Monday, September 01, 2008

Solar Cell Breakthrough


Nano-antennae "Solar Cells" printed on a Plastic Sheet

A Completely New Type
of Solar Cell

There have been several approaches over the years to gathering energy from the sun. Most concentrated on gathering the heat and using it to heat water etc. The direct conversion of solar energy into electricity has to date been achieved mainly by the use of photovoltaic (PV) cells. PV cell have been developing at a very fast rate with new types appearing almost by the month. Nano-technology is playing a big part in the developments of solar cells.

In the fairly recent past a completely different type of device as an alternative to solar cell has been suggested. But it has taken the development of nano-technology to begin to realise the concept.

A single nano-antenna with tunnelling diode rectifier at centre.

The basic idea is to use a series of microscopic tuned circuits that resonates at the infrared portion of the sunlight and in a highly efficient way these circuits or antennae can absorbs the infra-red radiation the power is in turn converted into direct current electricity.

I can remember lighting a neon tube without any contact with a power supply. This was done with a tuned coil and an aerial in fairly close proximity to a transmitter. Sufficient power was picked up by the coil to light the neon tube, and it all looked like a bit of magic.
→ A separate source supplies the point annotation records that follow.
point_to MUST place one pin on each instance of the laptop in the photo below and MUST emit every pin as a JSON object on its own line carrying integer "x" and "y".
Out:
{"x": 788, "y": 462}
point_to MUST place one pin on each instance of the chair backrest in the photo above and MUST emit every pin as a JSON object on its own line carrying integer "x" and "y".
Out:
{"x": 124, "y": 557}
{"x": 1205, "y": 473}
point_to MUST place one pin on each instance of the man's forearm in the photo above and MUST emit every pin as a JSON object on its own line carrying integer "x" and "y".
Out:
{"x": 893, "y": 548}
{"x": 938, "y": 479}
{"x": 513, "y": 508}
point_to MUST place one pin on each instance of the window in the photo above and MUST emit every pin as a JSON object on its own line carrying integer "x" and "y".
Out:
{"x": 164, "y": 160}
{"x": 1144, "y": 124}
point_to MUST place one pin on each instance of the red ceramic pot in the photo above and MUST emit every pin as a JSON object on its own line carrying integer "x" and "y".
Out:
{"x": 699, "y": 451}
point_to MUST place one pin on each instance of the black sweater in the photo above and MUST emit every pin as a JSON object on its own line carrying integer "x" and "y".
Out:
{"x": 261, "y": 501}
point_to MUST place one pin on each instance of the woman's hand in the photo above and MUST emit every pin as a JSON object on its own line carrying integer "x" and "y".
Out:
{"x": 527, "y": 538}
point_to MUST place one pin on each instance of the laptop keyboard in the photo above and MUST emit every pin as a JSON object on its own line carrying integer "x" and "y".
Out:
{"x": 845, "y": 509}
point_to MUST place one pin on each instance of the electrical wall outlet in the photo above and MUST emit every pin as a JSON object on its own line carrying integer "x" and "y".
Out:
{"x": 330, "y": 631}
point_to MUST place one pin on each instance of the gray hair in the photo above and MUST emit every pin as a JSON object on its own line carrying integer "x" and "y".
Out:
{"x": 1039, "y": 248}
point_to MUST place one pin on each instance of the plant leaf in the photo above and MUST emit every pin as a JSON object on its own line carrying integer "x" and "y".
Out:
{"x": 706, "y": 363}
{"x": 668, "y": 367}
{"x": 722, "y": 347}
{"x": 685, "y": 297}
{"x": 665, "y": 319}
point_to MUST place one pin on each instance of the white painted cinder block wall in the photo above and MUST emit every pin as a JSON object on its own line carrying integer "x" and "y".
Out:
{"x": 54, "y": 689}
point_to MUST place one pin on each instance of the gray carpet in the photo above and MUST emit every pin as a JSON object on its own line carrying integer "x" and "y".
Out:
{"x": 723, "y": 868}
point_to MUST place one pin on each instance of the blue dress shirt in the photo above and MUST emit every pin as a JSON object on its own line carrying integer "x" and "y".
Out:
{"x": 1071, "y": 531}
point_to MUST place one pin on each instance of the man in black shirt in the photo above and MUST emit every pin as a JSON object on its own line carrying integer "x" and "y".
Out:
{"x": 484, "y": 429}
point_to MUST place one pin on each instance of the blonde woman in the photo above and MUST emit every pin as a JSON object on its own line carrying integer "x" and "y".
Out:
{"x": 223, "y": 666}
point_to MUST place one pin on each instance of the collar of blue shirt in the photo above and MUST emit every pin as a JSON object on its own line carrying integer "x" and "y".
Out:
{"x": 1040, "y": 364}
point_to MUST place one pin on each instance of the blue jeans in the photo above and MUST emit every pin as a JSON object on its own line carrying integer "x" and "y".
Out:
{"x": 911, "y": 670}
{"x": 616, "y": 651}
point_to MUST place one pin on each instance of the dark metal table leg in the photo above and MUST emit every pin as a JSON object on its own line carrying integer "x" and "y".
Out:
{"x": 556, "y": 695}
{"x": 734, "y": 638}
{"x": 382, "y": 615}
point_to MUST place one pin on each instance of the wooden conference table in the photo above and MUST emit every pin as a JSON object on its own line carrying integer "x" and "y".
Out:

With Nano-technology researchers have been able to construct microscopic tuned coils that exactly resonate with part of the suns spectrum. This allows a very high level of efficiency of conversion.

Tens of Billions of Tuned Circuits.

These tuned circuits can be printed on all sorts of cheap plastic materials. An 8 inch area would contain about 10 billion such tuned antennae.

In earlier experiments with microwaves, it was shown that a level of greater than 80% could be achieved. With the latest nano technology techniques, they have been able to construct efficient resonant circuits in the infrared spectrum. In the lab these new nano-antennae have show a theoretical efficiency of up to 92%. This work is being carried out in the Idaho National Laboratory under the auspices of the Department of Energy of the USA.

Solar Cells using nano-antennae show a massive improvement in efficiency over conventional non-concentrating PV solar cells which come in at around the 20% efficiency mark. The nano-antennae arrays would be very much cheaper to make than PV cells and can be printed onto many types of cheap plastic materials making them suitable for coating existing roofs and walls, or even covering the exteriors of cars etc.

Converting the Suns Energy in a New Way

The researchers have found that infrared rays create AC current in the nano-antenna. This is no good for any practical purposes - so the high frequency energy has to be converted into direct current. To do this it takes a diode or rectifier. However, any commercially available diodes are not much use at infrared frequencies. So the challenge was to find ways of rectifying these really high frequency waves into DC at reasonable cost. Current experiments are using a special “tunneling diode” and results are encouraging but more work needs to be done.

The output of the diode or rectifier can easily be dc-coupled together with “bus bars” so that large arrays can be linked efficiently together.

The present manifestations of these new devices incorporate a rectifying diode assembly built right into the nano-antenna itself. The term being used for this arrangement is a “rectenna” a combination of a receiving antenna and a rectifier. This concept was first demonstrated for microwave power by Raytheon in 1964.

Full commercial realization is still some time away but the lab experiments are very encouraging.

This is exciting stuff and has the feel of real science about it. It is another of those "discoveries" which I have a good gut feeling about.